Emergency rooms serve as an entry point into a hospital. Those suffering from serious injuries or illnesses who need immediate care will go directly to the emergency room for processing and intake. The staff working in emergency departments in hospitals have to apply a process known triage when they decide who to treat and when.
In other words, in times of high demand, the staff working in an emergency room must gather information from prospective patients and make a determination about how they allocate resources. Mistakes made during that process could mean someone suffering a substantially worse prognosis or even dying because they didn’t receive adequate care.
Personal bias can often play a role in who receives care in an emergency
You might imagine that the nurses and physicians making judgment calls about who gets what treatment when in an emergency room do so based on the availability of equipment or drugs, the amount of staff available and both how severe the condition is and how likely the patient is to recover.

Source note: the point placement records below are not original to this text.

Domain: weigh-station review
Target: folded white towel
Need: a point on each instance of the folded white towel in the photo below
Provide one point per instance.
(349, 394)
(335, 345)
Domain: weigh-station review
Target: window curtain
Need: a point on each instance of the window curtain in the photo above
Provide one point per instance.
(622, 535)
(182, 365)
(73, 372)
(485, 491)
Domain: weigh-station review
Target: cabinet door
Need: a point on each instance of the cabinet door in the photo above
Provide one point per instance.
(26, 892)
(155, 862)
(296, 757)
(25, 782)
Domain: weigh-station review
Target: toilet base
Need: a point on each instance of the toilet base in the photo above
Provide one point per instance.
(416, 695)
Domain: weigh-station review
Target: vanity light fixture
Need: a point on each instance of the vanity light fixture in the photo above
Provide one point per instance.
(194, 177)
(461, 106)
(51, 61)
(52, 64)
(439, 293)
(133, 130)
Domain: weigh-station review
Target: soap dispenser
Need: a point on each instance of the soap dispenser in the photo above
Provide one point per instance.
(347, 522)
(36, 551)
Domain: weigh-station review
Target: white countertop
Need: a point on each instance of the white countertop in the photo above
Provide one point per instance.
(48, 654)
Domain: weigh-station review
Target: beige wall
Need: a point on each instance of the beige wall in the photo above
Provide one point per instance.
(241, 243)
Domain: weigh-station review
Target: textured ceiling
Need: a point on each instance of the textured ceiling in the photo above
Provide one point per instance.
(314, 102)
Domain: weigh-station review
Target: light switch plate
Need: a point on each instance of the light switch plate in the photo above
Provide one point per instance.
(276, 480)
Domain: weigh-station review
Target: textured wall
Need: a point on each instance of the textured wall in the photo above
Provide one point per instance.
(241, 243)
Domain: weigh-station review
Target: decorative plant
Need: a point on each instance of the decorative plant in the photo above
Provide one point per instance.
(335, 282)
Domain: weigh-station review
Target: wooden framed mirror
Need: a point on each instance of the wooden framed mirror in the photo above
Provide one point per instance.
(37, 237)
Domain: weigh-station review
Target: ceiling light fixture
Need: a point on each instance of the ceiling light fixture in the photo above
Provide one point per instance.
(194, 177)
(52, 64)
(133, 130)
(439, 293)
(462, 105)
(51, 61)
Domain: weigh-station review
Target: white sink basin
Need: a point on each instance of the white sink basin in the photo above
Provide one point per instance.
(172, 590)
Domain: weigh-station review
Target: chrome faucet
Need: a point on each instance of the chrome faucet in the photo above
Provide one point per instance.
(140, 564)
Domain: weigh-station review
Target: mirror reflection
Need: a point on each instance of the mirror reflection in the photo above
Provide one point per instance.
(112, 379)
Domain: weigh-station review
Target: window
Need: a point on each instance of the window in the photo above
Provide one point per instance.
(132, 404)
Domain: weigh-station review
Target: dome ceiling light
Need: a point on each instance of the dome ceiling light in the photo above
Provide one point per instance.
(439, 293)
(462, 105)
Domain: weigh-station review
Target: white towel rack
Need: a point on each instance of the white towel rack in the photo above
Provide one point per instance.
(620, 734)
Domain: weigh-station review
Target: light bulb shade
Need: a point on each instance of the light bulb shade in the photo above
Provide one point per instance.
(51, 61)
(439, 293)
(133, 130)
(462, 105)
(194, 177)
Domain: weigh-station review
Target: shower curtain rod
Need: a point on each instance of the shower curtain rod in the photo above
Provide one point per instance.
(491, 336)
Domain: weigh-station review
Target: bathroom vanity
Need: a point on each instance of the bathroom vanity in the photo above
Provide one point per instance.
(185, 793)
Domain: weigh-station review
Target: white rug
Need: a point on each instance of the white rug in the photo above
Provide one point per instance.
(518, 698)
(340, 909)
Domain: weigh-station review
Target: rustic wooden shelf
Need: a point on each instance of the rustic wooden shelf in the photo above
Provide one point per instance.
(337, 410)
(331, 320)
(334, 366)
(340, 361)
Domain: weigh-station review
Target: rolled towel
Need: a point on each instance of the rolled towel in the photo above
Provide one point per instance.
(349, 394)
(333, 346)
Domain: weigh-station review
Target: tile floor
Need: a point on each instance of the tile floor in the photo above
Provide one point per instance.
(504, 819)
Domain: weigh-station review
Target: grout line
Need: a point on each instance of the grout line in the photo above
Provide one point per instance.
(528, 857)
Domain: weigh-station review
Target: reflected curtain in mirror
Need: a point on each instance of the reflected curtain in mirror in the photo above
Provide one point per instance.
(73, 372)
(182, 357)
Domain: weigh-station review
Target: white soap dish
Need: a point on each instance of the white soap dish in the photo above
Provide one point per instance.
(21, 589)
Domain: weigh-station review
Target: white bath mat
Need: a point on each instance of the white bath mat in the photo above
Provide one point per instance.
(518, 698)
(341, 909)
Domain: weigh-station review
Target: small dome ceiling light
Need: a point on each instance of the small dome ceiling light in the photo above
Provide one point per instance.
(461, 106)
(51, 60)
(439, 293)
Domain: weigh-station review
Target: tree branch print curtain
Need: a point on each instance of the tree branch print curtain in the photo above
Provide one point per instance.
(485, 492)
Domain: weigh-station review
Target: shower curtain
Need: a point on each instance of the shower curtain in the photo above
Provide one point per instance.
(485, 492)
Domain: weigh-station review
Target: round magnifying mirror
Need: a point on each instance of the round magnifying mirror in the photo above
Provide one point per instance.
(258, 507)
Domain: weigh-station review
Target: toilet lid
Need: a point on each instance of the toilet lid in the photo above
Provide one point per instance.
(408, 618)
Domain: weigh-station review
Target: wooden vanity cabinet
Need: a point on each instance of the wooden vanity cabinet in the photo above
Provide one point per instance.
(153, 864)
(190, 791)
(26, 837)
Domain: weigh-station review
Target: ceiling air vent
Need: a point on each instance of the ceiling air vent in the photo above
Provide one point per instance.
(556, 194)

That is ideal, but unfortunately, many medical professionals allow their own biases to play into the decisions they make. From refusing to provide care for people who have an addiction or dismissing the serious complaints of younger patients to demonstrating a preference for one gender or race over others, there are many ways in which the biases of emergency room personnel can impact the care someone receives.
If you got turned away from an emergency room or if someone you love didn’t get timely care because staff didn’t listen to them or didn’t prioritize their reported symptoms, that could provide grounds for a medical malpractice claim.